Cattle Pass, which separates the south ends of Lopez and San Juan Island from the Strait of Juan de Fuca, is rather shallow and narrow, and can be extremely rough when the tide is running. We found only one knot of current there, but it still made for a rough exit. I steered well off shore, to avoid the small islands which dot the southern shore of Lopez. Once we were able to make the turn east, things settled out, with the slight swell and breeze at our stern. Our speed gradually increased to 15, and even briefly, 16 knots. Overall, I was pleased with the performance of the engine at these speeds. It was running at 6000 rpm. The over-rev alarm never triggered. I did notice, however, some periodic missing in the engine. I’m not sure what that means, and I’ll have to ask Todd about it.
My distance and speed calculations were on the money, and we reached Deception Pass right at 8am. We cruised through just as the ebb current was beginning to flow. Once inside, I eased the throttle back to the more familiar and comfortable speed of 6 knots, and we motored across the glassy surface of Skagit Bay, following the eastern shore of Whidbey Island toward Oak Harbor. We tied up at the Oak Harbor Marina boat launch dock around 11 am. Our San Juan and Gulf Islands cruise had reached its end, as all cruises must.
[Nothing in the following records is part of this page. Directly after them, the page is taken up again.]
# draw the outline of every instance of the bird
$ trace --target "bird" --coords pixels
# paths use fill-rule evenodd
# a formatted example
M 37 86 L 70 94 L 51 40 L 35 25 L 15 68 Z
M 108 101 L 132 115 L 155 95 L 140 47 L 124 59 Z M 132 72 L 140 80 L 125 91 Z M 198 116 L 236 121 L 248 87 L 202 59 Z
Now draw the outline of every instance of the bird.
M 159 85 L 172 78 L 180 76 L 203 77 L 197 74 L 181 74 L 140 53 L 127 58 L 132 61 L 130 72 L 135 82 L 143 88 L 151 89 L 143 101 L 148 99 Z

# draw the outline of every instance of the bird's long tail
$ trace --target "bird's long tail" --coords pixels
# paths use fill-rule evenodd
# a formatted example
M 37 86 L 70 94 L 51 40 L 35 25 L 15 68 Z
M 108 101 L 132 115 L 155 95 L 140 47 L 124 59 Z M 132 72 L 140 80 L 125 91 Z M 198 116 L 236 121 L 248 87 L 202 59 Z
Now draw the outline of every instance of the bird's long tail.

I hitched up truck to boat trailer and pulled the boat out, curious to see how much marine growth I’d accumulated on the bottom of the hull. At first glance, it looked really fouled, however, it turned out to be very easily cleaned. I hosed it down, and then scrubbed it with the soft blue deck brush. The slimy growth easily rubbed off. I found no hard growth at all, and so had no scraping to do. There were a few tiny barnacles just getting started (1/8 inch or so across), and they readily brushed off. The bottom of the dinghy had no growth whatever. I’d coated both the boat hull and dinghy with antifouling wax before the start of the trip, and after 32 consecutive days in salt water, I am certain that the wax helped considerably, both in retarding the establishment of growth, and in easing its removal with the soft brush.
After cleaning chores were done, I phoned up Boat US insurance, to begin the claim process for dealing with the broken mast. The fellow I got on the phone was helpful and efficient. I next called Todd to arrange for dropping the boat off, in preparation for getting repairs done. Sandy and Cameron stowed gear and got us ready for the road while I was on the phone. Soon we were on the road, headed for our son’s house in Snohomish. We would have the balance of the day, and first half of the next, doing laundry, organizing gear, and sharing stories about the trip. After lunch on the following day, we would drive to the airport and meet up with Cameron’s mom and little sister, who will be flying here from Hawaii, eager to reunite with their son and brother and hear all about his remarkable island adventure.